Young Russian immigrant masters English, baseball

OAK PARK They came to the United States less than two years ago and settled in Oak Park.

The mother works and goes to school. Her son has learned English and gotten a partial scholarship. He has also learned baseball.

His team is now in the Little League playoffs.

Nine-year-old Russian immigrant Amir Supikhodjaeva came to this country with his mom, Feruza, two years ago. He did not know English and had never played baseball. On Monday, Amir's Oak Park Little League team was in the playoffs at Horace Mann School.

"Making me feel excited," said Amir Supikhodjaeva.

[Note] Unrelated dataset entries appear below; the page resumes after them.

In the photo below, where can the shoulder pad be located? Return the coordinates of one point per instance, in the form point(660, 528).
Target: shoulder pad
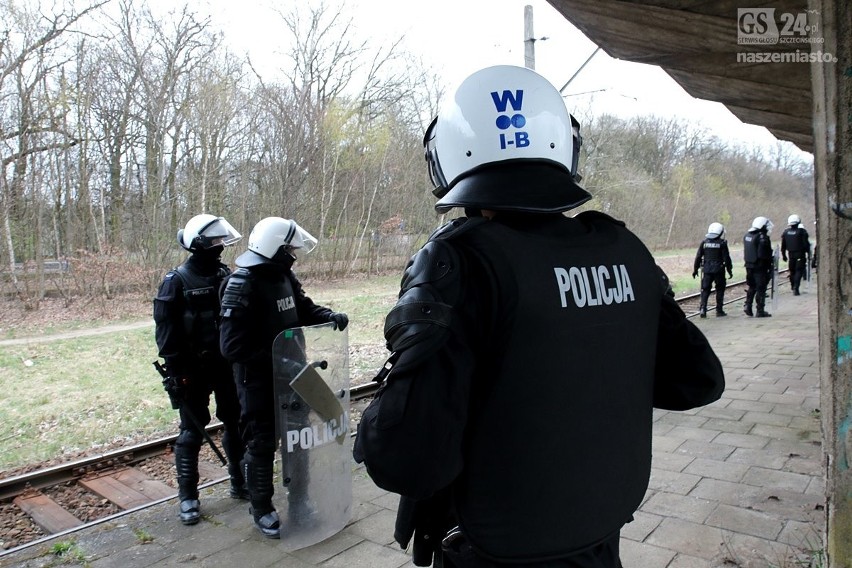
point(598, 216)
point(431, 263)
point(431, 288)
point(237, 290)
point(456, 227)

"Oak Park is just amazing. People here are just amazing, unbelievable. I learned so much from here, and my son learned a lot," said Feruza Supikhodjaeva.

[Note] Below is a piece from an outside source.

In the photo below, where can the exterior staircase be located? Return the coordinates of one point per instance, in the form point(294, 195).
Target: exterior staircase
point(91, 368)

Amir's single mom learned about St. Giles School on the Internet, and on her second day in America went to enroll Amir, who is in the fifth grade.

"I was kind of being shy coming the first time to school at St. Giles. And it's kind of exciting to meet new friends," said Amir Supikhodjaeva.

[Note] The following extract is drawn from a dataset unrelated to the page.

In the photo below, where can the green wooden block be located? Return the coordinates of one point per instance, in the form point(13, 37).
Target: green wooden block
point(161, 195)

Families from St. Giles initially provided housing, food, clothing and moral support. Amir and his mother are grateful to three families in particular for treating them like family. Feruza Supikhodjaeva was ready to give up and go back to Russia, when Julie and Tom Keegan opened their home to them.

"The Gallos and the Planeks and the Keegans are good people," said Amir.

"They said, 'Hold on, give us two days and we will find out, you know, we'll help you. This is America.' They just said, 'You can stay with us as long as you like,'" said Feruza Supikhodjaeva.

Amir just won a little league sportsmanship award.

"That says you were the player that the team picked as displaying the best sportsmanship and overall attitude on the team," said Tom Keegan.

"He wants to play every position. He's one of the most enthusiastic players. And he's risen to have one of the top on-base percentages on one of the top teams," said coach Jim Allen.

Mother and son say they love America.

"America is doing so much for my son," said Feruza Supikhodjaeva.

"I want to stay here the rest of my life and play baseball and be an astronaut," said Amir.

While she and her son both speak five languages, Feruza said she holds several jobs, but she's still looking for work and would like to get her MBA.